Switchability of the helical structure of DNA

Mickey Schurr
Department of Chemistry, University of Washington

DNAs in solution are NOT simply flexible "one-dimensional" crystals! Over at least parts of their sequences, native DNAs in solution apparently exhibit a cooperative equilibrium among different helical structures (or conformations) within the B-family. These alternative conformations correspond to different "basins" of the potential-of-mean-force (as a function of the relevant structural coordinates). When two slowly interconverting conformations exhibit different intrinsic curvatures, then a bend can occur either by flexing each part of the sequence at its fixed conformation, or by converting part of the sequence from one unflexed helical conformation to the other, or by some combination of both processes. However, the time required to interconvert different helical structures substantially exceeds that to relax simple flexures. Consequently, the bending rigidity should be time-dependent, being stiffer on short time-scales than at very long times. Experimental results demonstrating this phenomenon will be discussed. Evidence that sufficient coherent bending strain shifts the structural equilibrium toward an alternative, torsionally stiffer, state will also be discussed.
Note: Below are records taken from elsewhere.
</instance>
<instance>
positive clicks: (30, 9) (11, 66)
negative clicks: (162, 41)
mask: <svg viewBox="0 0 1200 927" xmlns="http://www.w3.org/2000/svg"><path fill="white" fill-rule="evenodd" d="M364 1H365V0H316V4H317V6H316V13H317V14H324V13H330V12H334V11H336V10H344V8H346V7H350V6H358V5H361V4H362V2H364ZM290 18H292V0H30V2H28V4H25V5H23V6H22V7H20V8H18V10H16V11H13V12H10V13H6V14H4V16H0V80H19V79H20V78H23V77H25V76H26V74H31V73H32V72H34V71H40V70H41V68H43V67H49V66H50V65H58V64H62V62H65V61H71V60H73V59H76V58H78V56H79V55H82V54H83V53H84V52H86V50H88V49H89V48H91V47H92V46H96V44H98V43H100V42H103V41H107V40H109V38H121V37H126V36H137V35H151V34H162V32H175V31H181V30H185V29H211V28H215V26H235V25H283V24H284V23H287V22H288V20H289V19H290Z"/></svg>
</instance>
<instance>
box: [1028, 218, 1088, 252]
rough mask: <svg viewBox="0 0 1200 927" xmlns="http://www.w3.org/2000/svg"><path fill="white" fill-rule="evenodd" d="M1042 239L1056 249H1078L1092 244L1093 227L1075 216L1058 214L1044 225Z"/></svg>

Due to the cooperative nature of the structural equilibrium, the average domain sizes of regions of different helical structure are rather large. Hence, local perturbations of the helical structure can influence the average structure of the flanking DNA up to rather large distances from the site of the perturbation. Evidence will be presented that various perturbations, including (i) a particular change in sequence over a small region, (ii) a change in helical structure of that sequence, and (iii) site-specific binding of a transcriptional enhancer protein, can affect the average secondary structure of the flanking DNA up to a few hundred base-pairs away from the site of the perturbation.
Evidence is presented to demonstrate the ultra-slow kinetics of these cooperative equilibria, and the ability of the enzyme, topoisomerase I, to equilibrate metastable helical structures that commonly prevail after relaxation of superhelical stress. This action is proposed to be a second function of topoisomerase I, which functions primarily to relax superhelical stress in closed circular DNAs.